We alerted companies to the fact that yesterday, the U.S. District Court for the District of Columbia rejected a suit to invalidate the SEC’s conflict mineral rule. The 63-page opinion rejects plaintiffs’ various arguments to strike down the law.

Arbitrary and Capricious Claim Based on Economic Analysis.  Plaintiffs challenged the rule under the Administrative Procedural Act, claiming that the Commission ignored its statutory obligations to conduct an adequate cost-benefit analysis of the rule and whether the action will promote efficiency, competition and capital formation. Plaintiffs argued that the SEC was required by the Exchange Act to independently determine whether the rule was necessary or appropriate to decrease the conflict and violence in the DRC. 

The Court found, however, that the statutory provisions only obligate the SEC to “consider” the impact that a rule may have on economic-related factors such as efficiency, competition and capital formation, and while the Commission may find it appropriate to weigh costs and benefits, the Exchange Act does not mandate the SEC to conduct a broader, wide-ranging benefit analysis. The Court declared that “[s]imply put, there is no statutory support for Plaintiffs’ argument that the Commission was required to evaluate whether the Conflict Minerals Rule would actually achieve the social benefits Congress envisioned.” 

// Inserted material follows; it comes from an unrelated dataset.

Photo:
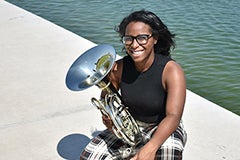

The Court distinguished this rule from other Commission rules that have been struck down for lack of economic analysis, such as the proxy access rule, noting that (a) in those cases, the Commission needed to consider economic implications, but the conflict mineral rule aims to achieve a humanitarian benefit identified by Congress and (b) unlike the other situations where the Commission voluntarily adopted rules, the conflict minerals rule was promulgated pursuant to an express, statutory directive from Congress so the SEC’s role was not to “second-guess” Congress’s judgment as to the benefits of disclosure.

Arbitrary and Capricious Claim Based on Specific Rule Requirements.  The Court determined that the SEC’s decision not to include a de minimis exception was reasonable based on practical and policy-making rationales, and not, as Plaintiffs alleged, because the Commission wrongly believed that they were foreclosed from allowing such an exception or exercised that discretion arbitrarily.

Plaintiffs argued that the basis for “reasonable country of origin” was overly broad, requiring diligence and reports whenever there is reason to believe that minerals may have originated in the region. The Court disagreed and decided that this aspect was proper given that Congress was silent as to how companies should go about finding out whether their minerals did originate in the DRC. The statute also does not directly speak to when disclosure would be required, and the SEC reasonably evaluated and rejected other alternative approaches. The Court also determined that the rule’s application regarding “contract to manufacture” was permissible, in light of the uncertainty surrounding Congress’s intent in the statutory language and general ambiguity regarding what it means to “manufacture.” 

First Amendment Challenge.  Plaintiffs’ first amendment challenge was limited to the requirement to make the information publicly available on company websites, rather than in the SEC filing requirements, in particular, compelling companies to state on their websites that certain of their products are not conflict-free. The Court found that since the disclosure can be the same as what would be in the filed conflict minerals report, the ability for companies to add explanatory information as well as the transition period, the website disclosure requirement reasonably fit Congress’s objectives. 

Will this be Appealed?  It is unclear whether the plaintiffs will appeal this ruling. In any case, it is important to remember that if the case is appealed, and even if the appeal succeeds, the Dodd-Frank Act requires that the SEC adopt rules mandating disclosure around conflict minerals. Companies’ compliance efforts should bear in mind that disclosure of some sort will ultimately be required.